Lethbridge, Alta., has been struggling to permanently remove the camps, most notably a large one of more than 40 tents near the community’s civic centre.

A week ago, using the Petty Trespassing Act, several tents were removed and the site was cleaned up. But nearly all have returned.

Mike Fox, director of community services, said the city will be doing outreach at the encampments every Wednesday.

“We try and get rid of any refuse, biohazards, needles and make the area safe,” he said.

“At the same time, we are doing outreach to try and provide services to the people in the encampment to make sure they have access to shelter, intake services and other items available.”

Council approved a motion to take steps toward applying for development approval for an interim sober shelter to house between 40 and 60 people at the civic centre.

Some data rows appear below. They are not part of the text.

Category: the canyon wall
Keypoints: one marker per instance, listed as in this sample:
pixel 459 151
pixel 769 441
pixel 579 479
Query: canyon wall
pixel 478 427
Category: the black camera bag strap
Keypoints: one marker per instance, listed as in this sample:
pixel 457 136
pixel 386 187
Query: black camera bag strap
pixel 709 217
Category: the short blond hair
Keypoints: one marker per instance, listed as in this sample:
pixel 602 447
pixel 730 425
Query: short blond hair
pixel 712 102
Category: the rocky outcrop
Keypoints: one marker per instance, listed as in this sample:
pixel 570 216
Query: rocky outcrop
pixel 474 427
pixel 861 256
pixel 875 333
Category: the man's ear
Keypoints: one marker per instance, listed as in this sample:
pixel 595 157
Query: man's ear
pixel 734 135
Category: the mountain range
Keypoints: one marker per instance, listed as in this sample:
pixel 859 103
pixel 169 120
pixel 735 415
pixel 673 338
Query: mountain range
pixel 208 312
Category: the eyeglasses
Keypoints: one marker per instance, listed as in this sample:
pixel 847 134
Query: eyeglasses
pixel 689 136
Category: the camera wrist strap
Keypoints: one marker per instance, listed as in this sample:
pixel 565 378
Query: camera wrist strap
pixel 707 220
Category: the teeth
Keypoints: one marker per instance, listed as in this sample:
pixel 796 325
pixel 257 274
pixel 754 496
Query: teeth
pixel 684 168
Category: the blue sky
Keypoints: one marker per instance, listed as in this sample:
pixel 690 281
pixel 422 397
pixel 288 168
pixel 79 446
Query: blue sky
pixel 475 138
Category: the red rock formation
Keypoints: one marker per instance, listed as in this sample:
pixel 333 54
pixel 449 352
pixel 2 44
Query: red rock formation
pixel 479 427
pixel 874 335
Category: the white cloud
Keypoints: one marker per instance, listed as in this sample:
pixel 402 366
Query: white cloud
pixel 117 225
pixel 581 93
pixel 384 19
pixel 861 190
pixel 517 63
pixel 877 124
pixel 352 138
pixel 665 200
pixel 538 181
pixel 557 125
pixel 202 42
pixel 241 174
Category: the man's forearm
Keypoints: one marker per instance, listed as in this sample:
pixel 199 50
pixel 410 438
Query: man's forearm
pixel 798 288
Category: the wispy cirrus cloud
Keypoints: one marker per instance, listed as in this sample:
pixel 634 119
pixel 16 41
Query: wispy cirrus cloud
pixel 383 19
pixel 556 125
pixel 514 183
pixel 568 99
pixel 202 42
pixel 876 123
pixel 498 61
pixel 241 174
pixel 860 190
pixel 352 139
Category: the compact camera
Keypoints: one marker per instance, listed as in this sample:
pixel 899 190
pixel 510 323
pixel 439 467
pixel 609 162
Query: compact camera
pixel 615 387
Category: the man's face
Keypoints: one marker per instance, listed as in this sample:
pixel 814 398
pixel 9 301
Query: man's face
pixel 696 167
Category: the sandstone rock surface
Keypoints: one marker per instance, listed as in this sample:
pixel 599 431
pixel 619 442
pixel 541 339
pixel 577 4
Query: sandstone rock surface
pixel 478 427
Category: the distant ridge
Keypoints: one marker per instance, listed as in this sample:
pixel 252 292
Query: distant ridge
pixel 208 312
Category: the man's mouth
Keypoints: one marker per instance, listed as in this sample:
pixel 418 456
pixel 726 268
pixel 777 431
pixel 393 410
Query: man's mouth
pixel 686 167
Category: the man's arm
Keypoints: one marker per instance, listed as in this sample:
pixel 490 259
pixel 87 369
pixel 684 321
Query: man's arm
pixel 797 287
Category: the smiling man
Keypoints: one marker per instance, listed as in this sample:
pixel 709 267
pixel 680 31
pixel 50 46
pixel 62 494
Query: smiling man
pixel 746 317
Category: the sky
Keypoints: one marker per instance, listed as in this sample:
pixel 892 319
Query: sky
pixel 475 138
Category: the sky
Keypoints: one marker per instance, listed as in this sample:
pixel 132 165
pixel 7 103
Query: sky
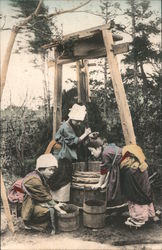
pixel 24 79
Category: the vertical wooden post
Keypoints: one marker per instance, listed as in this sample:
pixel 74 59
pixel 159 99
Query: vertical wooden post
pixel 125 116
pixel 57 104
pixel 85 62
pixel 78 80
pixel 83 81
pixel 6 206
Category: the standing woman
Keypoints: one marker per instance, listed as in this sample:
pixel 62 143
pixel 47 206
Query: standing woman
pixel 132 181
pixel 65 151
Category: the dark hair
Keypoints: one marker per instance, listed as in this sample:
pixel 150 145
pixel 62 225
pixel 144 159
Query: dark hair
pixel 95 143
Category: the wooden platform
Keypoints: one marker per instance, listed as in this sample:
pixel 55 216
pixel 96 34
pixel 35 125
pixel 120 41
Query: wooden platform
pixel 87 44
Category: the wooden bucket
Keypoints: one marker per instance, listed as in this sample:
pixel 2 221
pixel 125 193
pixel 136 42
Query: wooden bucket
pixel 85 174
pixel 94 212
pixel 70 221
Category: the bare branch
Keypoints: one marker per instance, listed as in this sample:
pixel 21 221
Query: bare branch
pixel 14 32
pixel 67 11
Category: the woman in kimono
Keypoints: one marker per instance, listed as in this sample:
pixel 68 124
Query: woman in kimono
pixel 66 137
pixel 132 181
pixel 38 205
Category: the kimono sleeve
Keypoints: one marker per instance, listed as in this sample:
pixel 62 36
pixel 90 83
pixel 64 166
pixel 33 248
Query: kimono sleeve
pixel 37 190
pixel 106 164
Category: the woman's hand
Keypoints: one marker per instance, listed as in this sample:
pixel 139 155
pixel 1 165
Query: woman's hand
pixel 58 208
pixel 96 186
pixel 87 131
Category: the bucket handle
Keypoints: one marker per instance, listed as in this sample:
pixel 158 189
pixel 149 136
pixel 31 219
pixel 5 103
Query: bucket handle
pixel 84 195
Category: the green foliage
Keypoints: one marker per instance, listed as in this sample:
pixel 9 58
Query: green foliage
pixel 39 29
pixel 26 135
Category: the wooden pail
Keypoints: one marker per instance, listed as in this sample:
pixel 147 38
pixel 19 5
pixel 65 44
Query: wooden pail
pixel 70 221
pixel 85 174
pixel 94 212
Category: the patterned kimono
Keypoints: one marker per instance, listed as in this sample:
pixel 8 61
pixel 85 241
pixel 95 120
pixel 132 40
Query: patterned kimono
pixel 135 184
pixel 37 208
pixel 111 157
pixel 60 181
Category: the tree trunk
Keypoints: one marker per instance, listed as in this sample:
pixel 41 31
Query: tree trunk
pixel 7 59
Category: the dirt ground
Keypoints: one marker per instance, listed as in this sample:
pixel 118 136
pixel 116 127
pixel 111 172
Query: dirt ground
pixel 115 235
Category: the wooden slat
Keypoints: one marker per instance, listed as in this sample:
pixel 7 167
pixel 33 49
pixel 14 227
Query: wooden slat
pixel 121 48
pixel 81 185
pixel 125 116
pixel 57 106
pixel 6 206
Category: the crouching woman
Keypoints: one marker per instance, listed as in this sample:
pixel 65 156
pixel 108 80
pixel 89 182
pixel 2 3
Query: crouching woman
pixel 38 206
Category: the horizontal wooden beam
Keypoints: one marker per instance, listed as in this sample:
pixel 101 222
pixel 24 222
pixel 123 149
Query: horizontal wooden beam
pixel 120 48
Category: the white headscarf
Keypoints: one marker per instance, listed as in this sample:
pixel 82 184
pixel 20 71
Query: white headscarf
pixel 45 161
pixel 77 112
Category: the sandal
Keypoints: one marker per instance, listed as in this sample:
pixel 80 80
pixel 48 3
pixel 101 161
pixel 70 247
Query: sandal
pixel 132 223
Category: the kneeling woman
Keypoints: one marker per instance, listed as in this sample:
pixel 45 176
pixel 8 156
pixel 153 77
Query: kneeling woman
pixel 38 206
pixel 133 179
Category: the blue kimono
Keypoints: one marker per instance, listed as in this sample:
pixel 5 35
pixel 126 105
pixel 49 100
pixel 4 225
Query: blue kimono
pixel 66 136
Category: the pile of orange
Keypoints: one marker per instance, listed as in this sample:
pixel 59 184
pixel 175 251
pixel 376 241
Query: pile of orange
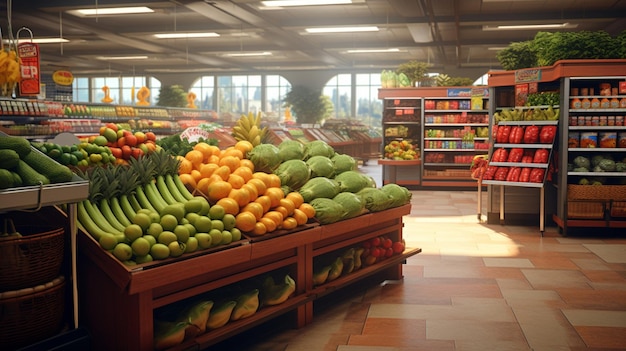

But the decision wasn’t unanimous.

“I believe this will become a ghetto. We use the word interim but I’ve seen many times where the word interim can be two years, three years, four years five years,” said Coun. Ryan Parker.

Parker said he has heard from many residents who want the city to do more.

“Can we as a city go in there and say: ‘You folks are illegally camping on property, which is not allowed. You must leave?’ If they don’t do anything, do we have the legal authority to remove these individuals in a proper manner?” Parker asked.

“When people ask me ‘why can’t you do something?’ I go, ‘well, it’s really complex and complicated.’ And at the end of the day, that doesn’t really cut the cheese in this community.”

City solicitor Brian Loewen said, based on the experience of communities in British Columbia, Lethbridge doesn’t have the authority.

“They’ve encountered many difficulties and have been quite unsuccessful in pursuing removal of encampments and one of the main issues they’ve stumbled upon is Section 7 of the Charter,” Loewen told council.

“Generally speaking, the (Alberta) MGA (Municipal Government Act) does not confer to the municipality the right to detain or to force compliance.”

Mayor Blaine Hyggen supported the motion for an interim shelter, especially one that separates those who are sober and others dealing with addiction issues.

But he said the problem will continue. An update on the plan is to come back to council this fall and its final approval may hinge on support from the public.

“This is a temporary fix. This is a sober shelter, so putting those who are in sobriety and those who are not and struggling with addiction in that same area – we’ve been told a number of times that is not the smart thing to do,” he said.

“I believe there’s an element of safety. It’s not safe. I think this is a great thing. It’s a start.”